Compleanno festeggiato alla grande ieri sera al Malacatín, uno dei quindici ristoranti più vecchi di Madrid. Aperta dal 1895, in questa taverna spagnola quattro generazioni della stessa famiglia servono uno dei migliori “cocido” (stufati) della città, ma il menù del locale – diretto, senza fronzoli né divagazioni – tra le varie specialità tradizionali offre anche la trippa alla madrilena.
I “callos a la madrileña” arrivano in una fondina elegante, che crea subito un curioso contrasto con l’atmosfera autentica e popolare del locale, ricco di quadri, piatti autografati e memorie che raccontano più di un secolo di storia soprattutto di tori e toreri.

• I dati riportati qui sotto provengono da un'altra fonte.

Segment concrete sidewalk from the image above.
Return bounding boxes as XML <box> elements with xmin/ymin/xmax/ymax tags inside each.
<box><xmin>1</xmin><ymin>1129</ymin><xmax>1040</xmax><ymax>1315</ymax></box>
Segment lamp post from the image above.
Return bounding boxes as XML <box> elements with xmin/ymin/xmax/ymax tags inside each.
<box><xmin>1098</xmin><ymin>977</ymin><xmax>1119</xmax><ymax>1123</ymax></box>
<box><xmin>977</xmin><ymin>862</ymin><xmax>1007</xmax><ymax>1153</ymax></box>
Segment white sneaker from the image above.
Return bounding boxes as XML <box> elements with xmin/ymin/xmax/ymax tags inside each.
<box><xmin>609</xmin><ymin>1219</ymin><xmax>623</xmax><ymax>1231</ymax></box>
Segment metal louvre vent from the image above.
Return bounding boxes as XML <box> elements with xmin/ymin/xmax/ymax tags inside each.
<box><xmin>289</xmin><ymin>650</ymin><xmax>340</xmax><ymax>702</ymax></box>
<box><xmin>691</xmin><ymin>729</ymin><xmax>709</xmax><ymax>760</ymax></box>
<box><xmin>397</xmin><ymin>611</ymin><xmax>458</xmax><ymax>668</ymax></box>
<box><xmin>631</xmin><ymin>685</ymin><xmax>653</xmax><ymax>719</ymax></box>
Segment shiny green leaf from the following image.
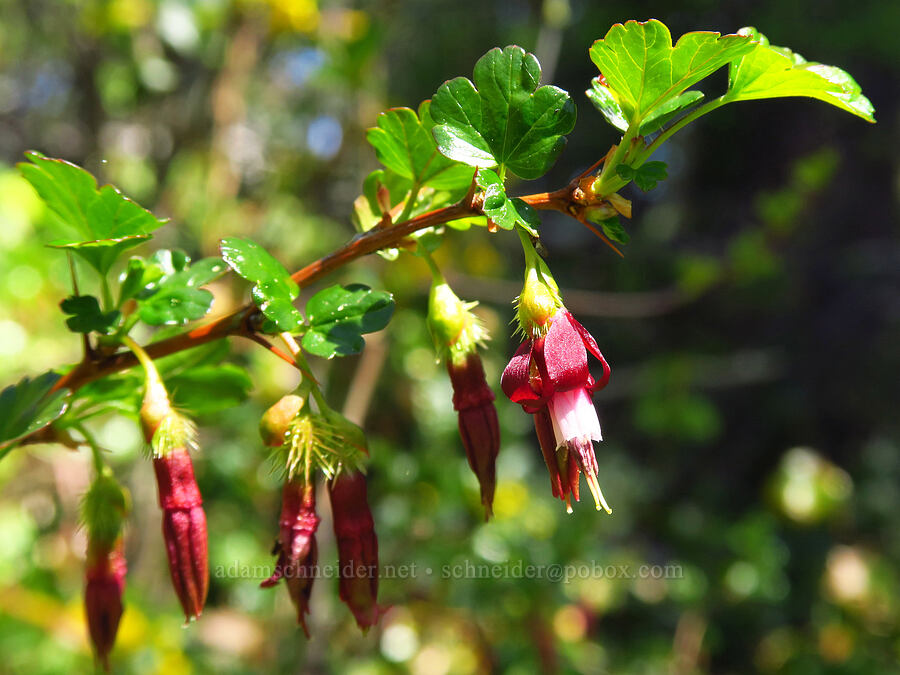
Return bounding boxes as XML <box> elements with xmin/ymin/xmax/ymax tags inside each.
<box><xmin>18</xmin><ymin>151</ymin><xmax>165</xmax><ymax>274</ymax></box>
<box><xmin>0</xmin><ymin>372</ymin><xmax>71</xmax><ymax>455</ymax></box>
<box><xmin>431</xmin><ymin>45</ymin><xmax>576</xmax><ymax>179</ymax></box>
<box><xmin>475</xmin><ymin>168</ymin><xmax>540</xmax><ymax>233</ymax></box>
<box><xmin>220</xmin><ymin>237</ymin><xmax>303</xmax><ymax>332</ymax></box>
<box><xmin>367</xmin><ymin>103</ymin><xmax>474</xmax><ymax>190</ymax></box>
<box><xmin>725</xmin><ymin>28</ymin><xmax>875</xmax><ymax>122</ymax></box>
<box><xmin>302</xmin><ymin>284</ymin><xmax>394</xmax><ymax>358</ymax></box>
<box><xmin>589</xmin><ymin>20</ymin><xmax>754</xmax><ymax>125</ymax></box>
<box><xmin>136</xmin><ymin>251</ymin><xmax>226</xmax><ymax>326</ymax></box>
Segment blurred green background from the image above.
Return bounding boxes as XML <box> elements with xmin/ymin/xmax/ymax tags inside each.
<box><xmin>0</xmin><ymin>0</ymin><xmax>898</xmax><ymax>673</ymax></box>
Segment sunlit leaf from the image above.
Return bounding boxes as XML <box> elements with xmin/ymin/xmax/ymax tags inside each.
<box><xmin>220</xmin><ymin>237</ymin><xmax>303</xmax><ymax>332</ymax></box>
<box><xmin>18</xmin><ymin>151</ymin><xmax>166</xmax><ymax>274</ymax></box>
<box><xmin>475</xmin><ymin>168</ymin><xmax>540</xmax><ymax>233</ymax></box>
<box><xmin>431</xmin><ymin>45</ymin><xmax>576</xmax><ymax>179</ymax></box>
<box><xmin>725</xmin><ymin>27</ymin><xmax>875</xmax><ymax>122</ymax></box>
<box><xmin>302</xmin><ymin>284</ymin><xmax>394</xmax><ymax>358</ymax></box>
<box><xmin>588</xmin><ymin>20</ymin><xmax>754</xmax><ymax>126</ymax></box>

Per fortuna mi basta un attimo per accorgermi che il piatto è sbrecciato in due punti, e che nessuno degli altri piatti sulla tavola è uguale all’altro. Si capisce subito che la trippa mi è stata servita in una fondina sopravvissuta ad anni e anni di onorato servizio, parte ormai di un corredo da tavola che è diventato eterogeneo col passare del tempo.
La trippa è lei. Un piatto robusto fin dal primo sguardo, senza compromessi, con gli ingredienti che caratterizzano questa ricetta – la morcilla (salsiccia di sangue di maiale) ed il chorizo (salame piccante affumicato) – in bella vista. A differenza dell’altra versione assaggiata qualche anno prima la trippa di Malacatín si distingue subito per la collosità ed il deciso sapore di affumicato. Il chorizo l’ho trovato un po’ troppo asciutto per i miei gusti, fattore che secondo me lo ha privato della possibilità di integrarsi a pieno col resto del piatto; ma non sono spagnolo né tantomeno di Madrid per cui magari è proprio così che deve essere, per permettere di esaltare individualmente ciascuno degli ingredienti che rendono così ricca questa ricetta. Ciò non cambia comunque il mio giudizio complessivo: “callos a la madrileña” laureati a pieni voti (e i due bicchieri di sangria con cui ho accompagnato il tutto, giuro, non hanno per niente influenzato la mia valutazione).